- Johnson & Johnson's type 2 diabetes medicine Invokana (canagliflozin) will now be required to carry a black box warning for an increased risk of foot and leg amputations, the Food and Drug Administration said Tuesday in a safety alert posted to its website.
- Results from two clinical trials, including J&J's large cardiovascular outcomes study CANVAS, showed foot and leg amputations occurred about twice as frequently in patients receiving canagliflozin as those on placebo.
- The FDA's warning covers Invokana along with two other formulations, Invokamet and Invokamet XR, which also contain canagliflozin as an active ingredient.
The FDA had previously warned of the higher amputation risk to canagliflozin in May 2016, but had held off on any label changes while it continued to investigate. Tuesday's alert concludes canaglifozin was a cause of the increased risk and updates the drug's label with new warnings.
In the CANVAS study, risk of amputation over a year was calculated to be equivalent to 5.9 out of every 1,000 patients treated with canagliflozin products, compared to 2.8 out of every 1,000 patients treated with placebo.
A similar uptick in risk was seen in the CANVAS-R trial, which studied the effects of canagliflozin on renal function in adults.
Invokana's label also includes a warning for acute kidney injury, which was added last summer after more than 100 confirmable reports of kidney injury from treatment with Invokana or AstraZeneca's Farxiga (dapagliflozin) were reported to the FDA between March 2013 and October 2015.

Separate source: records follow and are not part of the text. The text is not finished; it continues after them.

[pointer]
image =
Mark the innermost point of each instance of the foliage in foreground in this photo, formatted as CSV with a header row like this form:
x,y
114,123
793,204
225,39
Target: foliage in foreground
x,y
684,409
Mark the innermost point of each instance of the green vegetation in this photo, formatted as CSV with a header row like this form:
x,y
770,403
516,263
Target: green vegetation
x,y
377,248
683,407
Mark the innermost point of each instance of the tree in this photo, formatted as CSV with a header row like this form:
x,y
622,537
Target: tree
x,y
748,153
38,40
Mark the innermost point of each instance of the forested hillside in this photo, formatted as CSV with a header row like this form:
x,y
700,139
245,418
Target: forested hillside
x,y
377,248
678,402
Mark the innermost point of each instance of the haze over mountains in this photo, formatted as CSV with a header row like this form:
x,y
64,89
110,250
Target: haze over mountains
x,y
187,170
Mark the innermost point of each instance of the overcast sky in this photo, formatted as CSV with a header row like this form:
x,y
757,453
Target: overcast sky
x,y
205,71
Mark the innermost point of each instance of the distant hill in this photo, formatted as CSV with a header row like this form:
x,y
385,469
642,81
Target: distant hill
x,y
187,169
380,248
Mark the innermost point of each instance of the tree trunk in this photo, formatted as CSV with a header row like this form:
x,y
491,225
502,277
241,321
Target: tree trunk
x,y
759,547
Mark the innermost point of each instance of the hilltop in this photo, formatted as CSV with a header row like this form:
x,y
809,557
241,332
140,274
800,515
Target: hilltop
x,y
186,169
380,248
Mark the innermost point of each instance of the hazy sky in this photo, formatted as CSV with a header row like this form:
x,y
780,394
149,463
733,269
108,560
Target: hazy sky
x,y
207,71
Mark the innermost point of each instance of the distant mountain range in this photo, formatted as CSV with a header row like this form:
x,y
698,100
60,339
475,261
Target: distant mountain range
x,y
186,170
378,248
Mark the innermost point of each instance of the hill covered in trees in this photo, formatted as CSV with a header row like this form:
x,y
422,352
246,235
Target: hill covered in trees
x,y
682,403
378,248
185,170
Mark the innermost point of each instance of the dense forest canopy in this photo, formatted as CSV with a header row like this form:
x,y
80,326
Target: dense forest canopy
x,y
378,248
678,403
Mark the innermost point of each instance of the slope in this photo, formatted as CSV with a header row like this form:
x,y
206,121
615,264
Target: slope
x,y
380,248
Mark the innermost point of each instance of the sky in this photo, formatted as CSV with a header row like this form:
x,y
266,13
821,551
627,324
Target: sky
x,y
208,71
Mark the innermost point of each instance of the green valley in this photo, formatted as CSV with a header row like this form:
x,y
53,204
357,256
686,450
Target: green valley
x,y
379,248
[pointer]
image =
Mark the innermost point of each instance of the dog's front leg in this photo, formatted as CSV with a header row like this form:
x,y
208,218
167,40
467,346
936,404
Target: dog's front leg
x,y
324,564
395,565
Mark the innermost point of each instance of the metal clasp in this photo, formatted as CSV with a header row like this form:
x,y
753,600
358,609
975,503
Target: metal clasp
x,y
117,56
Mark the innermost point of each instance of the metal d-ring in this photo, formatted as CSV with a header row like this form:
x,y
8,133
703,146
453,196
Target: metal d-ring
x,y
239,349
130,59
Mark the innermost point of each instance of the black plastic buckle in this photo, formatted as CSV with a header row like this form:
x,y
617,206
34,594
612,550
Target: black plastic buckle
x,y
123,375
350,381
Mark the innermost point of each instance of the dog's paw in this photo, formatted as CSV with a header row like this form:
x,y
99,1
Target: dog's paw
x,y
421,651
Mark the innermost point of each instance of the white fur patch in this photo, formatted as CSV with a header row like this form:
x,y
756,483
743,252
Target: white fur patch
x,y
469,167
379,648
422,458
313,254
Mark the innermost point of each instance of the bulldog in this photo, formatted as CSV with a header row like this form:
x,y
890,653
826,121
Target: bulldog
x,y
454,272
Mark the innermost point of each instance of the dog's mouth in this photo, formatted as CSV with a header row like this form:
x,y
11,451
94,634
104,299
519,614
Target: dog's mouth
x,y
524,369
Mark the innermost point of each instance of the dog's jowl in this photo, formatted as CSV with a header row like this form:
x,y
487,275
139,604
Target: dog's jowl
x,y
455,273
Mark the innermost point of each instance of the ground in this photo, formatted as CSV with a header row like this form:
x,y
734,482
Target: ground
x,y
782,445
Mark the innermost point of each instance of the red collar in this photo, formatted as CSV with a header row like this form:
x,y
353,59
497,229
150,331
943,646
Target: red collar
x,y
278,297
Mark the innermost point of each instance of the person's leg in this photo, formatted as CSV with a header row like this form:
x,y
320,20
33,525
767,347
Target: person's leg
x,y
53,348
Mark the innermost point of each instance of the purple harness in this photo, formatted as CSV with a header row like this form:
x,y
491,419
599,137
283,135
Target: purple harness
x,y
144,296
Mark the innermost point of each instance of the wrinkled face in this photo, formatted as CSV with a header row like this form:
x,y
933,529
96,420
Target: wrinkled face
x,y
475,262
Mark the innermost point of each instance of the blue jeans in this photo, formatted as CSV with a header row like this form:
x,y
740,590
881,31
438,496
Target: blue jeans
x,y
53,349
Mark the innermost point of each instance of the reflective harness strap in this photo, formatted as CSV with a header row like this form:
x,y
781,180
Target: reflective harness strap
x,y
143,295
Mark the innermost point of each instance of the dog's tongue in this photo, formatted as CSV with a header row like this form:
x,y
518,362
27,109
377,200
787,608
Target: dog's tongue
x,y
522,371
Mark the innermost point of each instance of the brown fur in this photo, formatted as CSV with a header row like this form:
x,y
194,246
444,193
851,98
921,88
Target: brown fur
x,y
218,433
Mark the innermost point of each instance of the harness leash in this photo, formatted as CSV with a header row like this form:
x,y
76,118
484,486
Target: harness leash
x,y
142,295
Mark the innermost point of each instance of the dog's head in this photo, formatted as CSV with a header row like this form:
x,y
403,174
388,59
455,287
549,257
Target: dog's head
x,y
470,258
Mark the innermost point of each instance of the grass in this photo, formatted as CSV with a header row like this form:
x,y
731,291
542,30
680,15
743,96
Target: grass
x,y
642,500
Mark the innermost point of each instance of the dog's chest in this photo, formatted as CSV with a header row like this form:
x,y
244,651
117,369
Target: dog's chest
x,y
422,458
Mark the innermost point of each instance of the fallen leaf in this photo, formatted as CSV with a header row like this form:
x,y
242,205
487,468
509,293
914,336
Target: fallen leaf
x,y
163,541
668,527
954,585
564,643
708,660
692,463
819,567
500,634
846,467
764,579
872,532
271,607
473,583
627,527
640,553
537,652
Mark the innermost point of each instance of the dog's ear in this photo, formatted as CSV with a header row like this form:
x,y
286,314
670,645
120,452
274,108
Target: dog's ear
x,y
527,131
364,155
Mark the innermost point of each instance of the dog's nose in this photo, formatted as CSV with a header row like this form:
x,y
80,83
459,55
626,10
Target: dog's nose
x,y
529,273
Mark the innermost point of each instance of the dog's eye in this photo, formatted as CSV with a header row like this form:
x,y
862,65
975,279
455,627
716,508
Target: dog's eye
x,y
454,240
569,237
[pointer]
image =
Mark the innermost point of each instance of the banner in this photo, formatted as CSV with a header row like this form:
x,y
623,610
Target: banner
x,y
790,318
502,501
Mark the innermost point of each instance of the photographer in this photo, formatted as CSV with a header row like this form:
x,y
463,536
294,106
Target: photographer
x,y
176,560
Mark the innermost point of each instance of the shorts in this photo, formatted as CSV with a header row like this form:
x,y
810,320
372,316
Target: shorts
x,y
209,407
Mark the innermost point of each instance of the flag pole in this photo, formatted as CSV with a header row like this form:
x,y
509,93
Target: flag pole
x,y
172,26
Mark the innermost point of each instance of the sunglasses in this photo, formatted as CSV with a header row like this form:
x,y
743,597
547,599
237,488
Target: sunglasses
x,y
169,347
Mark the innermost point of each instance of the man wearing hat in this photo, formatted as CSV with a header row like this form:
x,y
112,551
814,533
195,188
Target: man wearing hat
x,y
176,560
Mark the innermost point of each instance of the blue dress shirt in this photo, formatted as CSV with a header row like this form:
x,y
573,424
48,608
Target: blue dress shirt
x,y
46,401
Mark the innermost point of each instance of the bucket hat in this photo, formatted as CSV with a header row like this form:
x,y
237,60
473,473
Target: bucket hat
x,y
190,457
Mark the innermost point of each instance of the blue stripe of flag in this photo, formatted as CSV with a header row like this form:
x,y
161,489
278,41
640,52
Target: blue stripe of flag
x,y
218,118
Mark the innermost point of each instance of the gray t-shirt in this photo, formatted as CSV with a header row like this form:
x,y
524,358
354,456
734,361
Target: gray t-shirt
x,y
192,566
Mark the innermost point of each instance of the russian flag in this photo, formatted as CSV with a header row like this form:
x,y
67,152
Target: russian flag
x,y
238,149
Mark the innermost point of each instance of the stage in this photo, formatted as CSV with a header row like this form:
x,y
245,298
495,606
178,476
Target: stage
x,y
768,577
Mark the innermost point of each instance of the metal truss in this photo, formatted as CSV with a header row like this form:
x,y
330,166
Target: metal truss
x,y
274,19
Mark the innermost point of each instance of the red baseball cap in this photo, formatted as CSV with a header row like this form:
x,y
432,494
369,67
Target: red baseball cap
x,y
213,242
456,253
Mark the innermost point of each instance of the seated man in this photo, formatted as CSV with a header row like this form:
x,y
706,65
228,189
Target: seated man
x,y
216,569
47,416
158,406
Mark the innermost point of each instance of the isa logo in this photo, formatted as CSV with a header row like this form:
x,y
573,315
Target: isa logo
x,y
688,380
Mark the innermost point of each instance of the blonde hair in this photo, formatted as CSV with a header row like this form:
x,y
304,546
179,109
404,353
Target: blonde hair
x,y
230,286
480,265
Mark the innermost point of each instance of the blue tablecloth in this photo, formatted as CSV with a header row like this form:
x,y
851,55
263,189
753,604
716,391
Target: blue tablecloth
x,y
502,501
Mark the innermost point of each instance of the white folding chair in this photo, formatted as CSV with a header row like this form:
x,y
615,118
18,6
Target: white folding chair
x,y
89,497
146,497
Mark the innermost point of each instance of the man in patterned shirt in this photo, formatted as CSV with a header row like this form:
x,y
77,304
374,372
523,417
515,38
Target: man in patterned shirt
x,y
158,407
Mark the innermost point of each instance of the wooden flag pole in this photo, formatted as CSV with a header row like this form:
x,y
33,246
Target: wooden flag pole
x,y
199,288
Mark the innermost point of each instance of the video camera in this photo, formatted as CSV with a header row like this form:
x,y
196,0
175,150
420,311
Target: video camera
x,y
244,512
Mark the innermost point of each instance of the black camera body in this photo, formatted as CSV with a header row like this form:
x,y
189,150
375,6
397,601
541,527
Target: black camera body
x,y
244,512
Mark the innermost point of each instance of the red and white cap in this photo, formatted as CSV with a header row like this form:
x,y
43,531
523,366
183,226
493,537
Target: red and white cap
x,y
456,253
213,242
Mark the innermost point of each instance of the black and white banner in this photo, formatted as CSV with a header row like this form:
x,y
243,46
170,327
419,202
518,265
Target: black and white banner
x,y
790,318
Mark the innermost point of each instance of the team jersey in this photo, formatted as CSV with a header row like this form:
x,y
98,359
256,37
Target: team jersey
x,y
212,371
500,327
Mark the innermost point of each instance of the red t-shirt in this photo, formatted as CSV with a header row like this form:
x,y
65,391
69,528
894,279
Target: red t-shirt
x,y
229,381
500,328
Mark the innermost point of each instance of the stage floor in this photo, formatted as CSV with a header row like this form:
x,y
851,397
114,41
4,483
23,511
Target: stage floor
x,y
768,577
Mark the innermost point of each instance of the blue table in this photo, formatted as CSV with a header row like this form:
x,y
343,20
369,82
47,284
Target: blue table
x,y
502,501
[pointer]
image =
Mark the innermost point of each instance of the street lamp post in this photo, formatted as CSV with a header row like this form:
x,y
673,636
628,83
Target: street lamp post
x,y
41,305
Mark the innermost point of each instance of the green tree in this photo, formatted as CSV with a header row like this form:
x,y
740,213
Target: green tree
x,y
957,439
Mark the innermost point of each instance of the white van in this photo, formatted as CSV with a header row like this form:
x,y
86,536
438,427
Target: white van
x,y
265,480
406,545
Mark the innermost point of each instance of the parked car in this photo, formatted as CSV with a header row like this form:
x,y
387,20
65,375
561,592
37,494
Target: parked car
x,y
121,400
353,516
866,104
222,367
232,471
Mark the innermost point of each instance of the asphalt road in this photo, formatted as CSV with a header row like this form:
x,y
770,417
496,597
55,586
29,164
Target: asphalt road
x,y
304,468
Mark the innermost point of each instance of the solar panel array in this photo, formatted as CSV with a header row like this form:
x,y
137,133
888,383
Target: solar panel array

Invokana is part of a class of diabetes drugs known as SGLT-2 inhibitors, which cause the kidneys to remove sugar from the body through urine and thereby lower blood sugar levels in patients with diabetes.
Faster sales growth is expected from the drug class, which also includes AstraZeneca's Farxiga and Eli Lilly and Boehringer Ingelheim's Jardiance (empagliflozin). AstraZeneca is testing Farxiga in its own 17,000-patient cardiovascular outcomes trial, dubbed DECLARE.
The optimism around that class stems, in part, from expectations of a cardio-protective benefit for SGLT-2 inhibitors. A study sponsored by Lilly and Boehringer known as EMPA-REG found Jardiance reduced the risk of cardiovascular events such as heart attack and stroke by 14% and CV-related deaths by 38%.
So far in 2017, Farxiga has seen a substantial boost in sales, which totaled $207 million over the first three months of the year. Invokana earned $284 million over the same period, but that was down nearly 13% from a year previous due to higher discounts and a greater number of treated patients covered by Medicaid.
It not yet clear what effect the new warnings may have on Invokana's position versus Farxiga or Jardiance.
Patients are advised to seek medical attention if they experience pain or tenderness, sores or infections in the legs and feet. Healthcare professionals should assess a patient's risk factors for amputation, such as peripheral vascular disease or neuropathy, before starting treatment, the FDA recommended.